Esiste una relazione tra sindrome dell’intestino irritabile e mente? La risposta è affermativa e arriva da uno studio cinese: i ricercatori hanno identificato in questo disordine gastrointestinale un fattore di rischio per il disturbo bipolare. A darne notizia è la rivista scientifica Plos One.

Lo studio ha preso in esame un campione di 30mila abitanti di Taiwan che tra il 2000 e il 2010 hanno ricevuto una diagnosi di sindrome dell’intestino irritabile. Rispetto al gruppo di controllo, in questo insieme di pazienti l’incidenza del disturbo bipolare era maggiore (più del doppio). Pur sottolineando la necessità di ulteriori studi che confermino questi risultati, secondo il team di ricerca la sindrome dell’intestino irritabile incrementa il rischio di sviluppare negli anni un disturbo bipolare, ovvero un disturbo maniaco-depressivo che si manifesta con alterazioni dell’umore.

La sindrome dell’intestino irritabile è una sindrome caratterizzata da dolore addominale di tipo costante o fluttuante accompagnato da alterazioni nella regolarità intestinale (diarrea o stipsi). Le cause della  sindrome dell’intestino irritabile sono varie e spesso non conosciute. Essendo una patologia di tipo “funzionale”, per fare diagnosi è necessario avere escluso che alla base vi siano problemi “organici”, ad esempio infiammazioni importanti come nel morbo di Crohn e nella rettocolite ulcerosa.
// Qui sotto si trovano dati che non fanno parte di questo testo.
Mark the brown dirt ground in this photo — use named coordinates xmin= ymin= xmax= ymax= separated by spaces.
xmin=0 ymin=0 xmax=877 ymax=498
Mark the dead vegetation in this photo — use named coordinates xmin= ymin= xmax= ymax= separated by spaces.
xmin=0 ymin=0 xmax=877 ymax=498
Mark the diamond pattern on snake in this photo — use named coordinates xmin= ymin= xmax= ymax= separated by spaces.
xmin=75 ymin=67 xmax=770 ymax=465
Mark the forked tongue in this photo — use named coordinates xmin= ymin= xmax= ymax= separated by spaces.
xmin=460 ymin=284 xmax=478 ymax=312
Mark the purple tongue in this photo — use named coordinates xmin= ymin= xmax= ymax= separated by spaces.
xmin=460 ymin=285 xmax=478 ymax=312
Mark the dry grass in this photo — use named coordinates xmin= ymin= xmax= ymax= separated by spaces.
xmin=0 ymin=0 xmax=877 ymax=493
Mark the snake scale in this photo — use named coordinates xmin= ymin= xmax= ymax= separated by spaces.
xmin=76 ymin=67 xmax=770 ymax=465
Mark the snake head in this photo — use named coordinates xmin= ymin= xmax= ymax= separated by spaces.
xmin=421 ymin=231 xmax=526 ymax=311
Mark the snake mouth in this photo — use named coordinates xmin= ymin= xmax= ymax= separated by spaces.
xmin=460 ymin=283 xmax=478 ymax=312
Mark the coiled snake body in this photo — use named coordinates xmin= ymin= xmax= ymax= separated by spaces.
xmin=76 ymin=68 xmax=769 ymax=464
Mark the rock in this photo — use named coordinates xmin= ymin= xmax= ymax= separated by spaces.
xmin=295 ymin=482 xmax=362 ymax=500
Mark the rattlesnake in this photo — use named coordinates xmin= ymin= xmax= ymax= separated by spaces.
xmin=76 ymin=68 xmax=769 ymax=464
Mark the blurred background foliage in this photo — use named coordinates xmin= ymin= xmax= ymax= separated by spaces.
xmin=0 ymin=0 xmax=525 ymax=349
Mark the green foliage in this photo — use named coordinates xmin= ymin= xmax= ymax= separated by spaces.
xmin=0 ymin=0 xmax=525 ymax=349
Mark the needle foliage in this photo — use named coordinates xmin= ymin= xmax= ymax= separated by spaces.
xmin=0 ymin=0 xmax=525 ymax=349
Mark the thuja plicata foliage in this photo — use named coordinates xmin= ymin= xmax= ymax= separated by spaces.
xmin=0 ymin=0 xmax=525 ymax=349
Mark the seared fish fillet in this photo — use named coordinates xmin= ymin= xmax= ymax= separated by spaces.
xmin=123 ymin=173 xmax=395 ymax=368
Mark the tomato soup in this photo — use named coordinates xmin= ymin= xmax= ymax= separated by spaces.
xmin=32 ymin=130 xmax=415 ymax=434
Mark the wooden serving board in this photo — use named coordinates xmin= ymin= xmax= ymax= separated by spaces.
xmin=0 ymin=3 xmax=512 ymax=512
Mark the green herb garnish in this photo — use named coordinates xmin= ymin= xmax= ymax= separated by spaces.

Una causa comune della sindrome dell’intestino irritabile è aver contratto in età infantile o adolescenziale un’enterite infettiva (spesso quando ci si reca all’estero: la cosiddetta “diarrea del viaggiatore”). Tra gli altri fattori scatenanti i sintomi possono esserci intolleranze o allergie alimentari, alterazioni della microflora batterica intestinale e stress psico-fisici. La diagnosi è clinica e si basa su criteri internazionali che classificano la sindrome in varianti diverse, a seconda del tipo di disturbo prevalente (ad esempio diarrea, stipsi, misto e aspecifico).

Quali sono le implicazioni di questo studio

Le osservazioni pubblicate nello studio confermano che alla base dei sintomi funzionali gastrointestinali non solo c’è una maggior prevalenza di disturbi psichici ma che, e questo è il dato più interessante, soffrire per lungo tempo di patologie digestive determina un’alterazione dello stato psicologico. Questo meccanismo potrebbe dipendere, come osservato in modelli sperimentali, da un’attivazione dei mediatori di infiammazione come le citochine che agiscono sia in periferia (intestino) che centralmente (cervello).

Il legame tra corpo e mente è dunque lampante. L’intestino si è guadagnato l’appellativo di “secondo cervello”. Spesso, infatti, è questo organo a suggerire che qualcosa non sta andando nella giusta direzione e si prova dolore e fastidio. Gli stessi sintomi della sindrome dell’intestino irritabile o di altri disturbi gastrointestinali possono essere indotti da stress, ansia e tensione. Tuttavia, come dimostrano i risultati dello studio cinese, non si tratta di un legame a una direzione.

Tra intestino e mente c’è dunque una relazione bidirezionale

Questi dati, già evidenziati in uno studio australiano di qualche anno fa, sottolineano le influenze reciproche fra i due “cervelli”: chi soffre fisicamente per un lungo periodo di tempo ne risente anche psicologicamente. Finalmente una rivincita per questi pazienti che spesso si sentono etichettati solo come ansiosi o depressi.